The author notes others have noted that two inquiries have shown
problems in Queensland Health and the Families Department (and that there
are problems in other areas of the bureaucracy). They thus argued that
there is a public sector wide problem and that the bureaucracy has become
party-politicized and unresponsive. They also advocated a more
comprehensive approach [1].
If reforms are not put in place which allow public agencies to be
effective, there is a risk of a serious worsening of Queensland's system
of public administration. For example, corruption, some signs of which
are mentioned in
The Growing Case for a Professional Public Service, could rapidly
grow as various individuals conclude that no one is serious about
agencies' nominal tasks so they might as well look out for themselves.

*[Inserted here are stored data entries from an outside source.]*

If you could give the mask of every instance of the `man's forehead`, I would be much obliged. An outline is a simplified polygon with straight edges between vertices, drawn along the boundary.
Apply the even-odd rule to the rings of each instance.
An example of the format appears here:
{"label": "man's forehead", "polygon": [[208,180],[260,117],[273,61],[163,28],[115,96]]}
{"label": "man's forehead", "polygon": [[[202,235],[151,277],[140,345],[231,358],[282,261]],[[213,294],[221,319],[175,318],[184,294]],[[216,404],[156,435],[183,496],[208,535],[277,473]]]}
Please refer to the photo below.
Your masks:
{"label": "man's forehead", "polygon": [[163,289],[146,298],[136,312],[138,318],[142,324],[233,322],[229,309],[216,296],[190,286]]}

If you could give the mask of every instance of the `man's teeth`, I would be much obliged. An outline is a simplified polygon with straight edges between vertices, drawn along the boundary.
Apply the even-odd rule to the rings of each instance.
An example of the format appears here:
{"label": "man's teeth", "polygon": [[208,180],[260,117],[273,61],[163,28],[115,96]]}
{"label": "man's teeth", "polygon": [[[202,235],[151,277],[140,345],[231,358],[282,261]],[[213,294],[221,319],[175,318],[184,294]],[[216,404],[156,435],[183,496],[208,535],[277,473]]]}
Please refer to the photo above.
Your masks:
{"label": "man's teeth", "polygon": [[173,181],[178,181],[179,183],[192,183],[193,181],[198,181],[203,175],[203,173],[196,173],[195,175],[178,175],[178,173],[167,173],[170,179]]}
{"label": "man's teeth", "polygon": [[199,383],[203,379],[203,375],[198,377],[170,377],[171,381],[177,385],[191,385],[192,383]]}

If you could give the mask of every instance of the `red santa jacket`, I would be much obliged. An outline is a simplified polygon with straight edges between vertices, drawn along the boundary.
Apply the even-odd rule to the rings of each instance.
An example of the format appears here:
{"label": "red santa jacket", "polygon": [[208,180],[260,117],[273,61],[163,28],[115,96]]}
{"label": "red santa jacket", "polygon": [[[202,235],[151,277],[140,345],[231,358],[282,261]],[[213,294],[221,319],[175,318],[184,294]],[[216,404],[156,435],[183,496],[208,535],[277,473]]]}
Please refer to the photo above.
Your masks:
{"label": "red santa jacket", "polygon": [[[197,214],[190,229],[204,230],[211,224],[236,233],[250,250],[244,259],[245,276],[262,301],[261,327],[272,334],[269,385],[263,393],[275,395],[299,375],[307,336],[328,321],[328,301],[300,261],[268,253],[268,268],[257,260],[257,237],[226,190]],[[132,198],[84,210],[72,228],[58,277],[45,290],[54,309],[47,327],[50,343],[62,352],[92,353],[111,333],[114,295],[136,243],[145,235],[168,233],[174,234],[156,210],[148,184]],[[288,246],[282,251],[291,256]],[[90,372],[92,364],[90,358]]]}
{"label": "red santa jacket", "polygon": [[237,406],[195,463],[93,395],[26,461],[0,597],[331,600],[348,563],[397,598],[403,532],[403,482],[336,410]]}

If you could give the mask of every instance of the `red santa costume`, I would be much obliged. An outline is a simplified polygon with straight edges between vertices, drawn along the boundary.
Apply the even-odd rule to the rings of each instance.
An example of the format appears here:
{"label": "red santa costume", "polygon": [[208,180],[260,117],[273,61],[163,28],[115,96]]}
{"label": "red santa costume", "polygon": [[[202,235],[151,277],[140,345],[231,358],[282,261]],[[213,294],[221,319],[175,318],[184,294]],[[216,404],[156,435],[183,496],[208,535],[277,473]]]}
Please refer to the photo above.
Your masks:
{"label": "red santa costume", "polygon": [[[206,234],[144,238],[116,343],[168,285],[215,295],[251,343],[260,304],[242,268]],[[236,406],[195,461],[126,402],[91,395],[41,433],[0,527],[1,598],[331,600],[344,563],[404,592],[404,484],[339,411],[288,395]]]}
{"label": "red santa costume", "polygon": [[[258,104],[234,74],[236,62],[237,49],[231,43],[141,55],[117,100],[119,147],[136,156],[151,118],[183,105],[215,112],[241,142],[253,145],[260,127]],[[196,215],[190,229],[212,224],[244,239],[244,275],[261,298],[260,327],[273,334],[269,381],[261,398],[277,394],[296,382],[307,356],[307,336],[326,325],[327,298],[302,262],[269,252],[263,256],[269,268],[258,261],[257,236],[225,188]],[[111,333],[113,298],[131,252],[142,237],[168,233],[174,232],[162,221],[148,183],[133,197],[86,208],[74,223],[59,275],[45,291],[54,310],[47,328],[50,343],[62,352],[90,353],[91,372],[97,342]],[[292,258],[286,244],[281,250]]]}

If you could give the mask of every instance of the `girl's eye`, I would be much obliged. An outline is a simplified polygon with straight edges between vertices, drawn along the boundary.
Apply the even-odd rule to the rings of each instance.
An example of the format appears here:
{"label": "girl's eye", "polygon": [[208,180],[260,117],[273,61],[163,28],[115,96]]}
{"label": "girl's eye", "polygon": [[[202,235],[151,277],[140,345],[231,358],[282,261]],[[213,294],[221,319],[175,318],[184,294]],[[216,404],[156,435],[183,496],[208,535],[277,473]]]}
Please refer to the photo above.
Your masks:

Moreover, if it proves beyond Queensland's political establishment to
allow a professional system of public administration to exist, then there
would seem to be no alternative to ceasing state involvement in providing
hospital services while encouraging private hospitals to fill the gap.
Doing this would, of course, create another set of difficulties in
achieving legitimate social policy goals (for reasons suggested in
Improving Public Sector Performance in Queensland).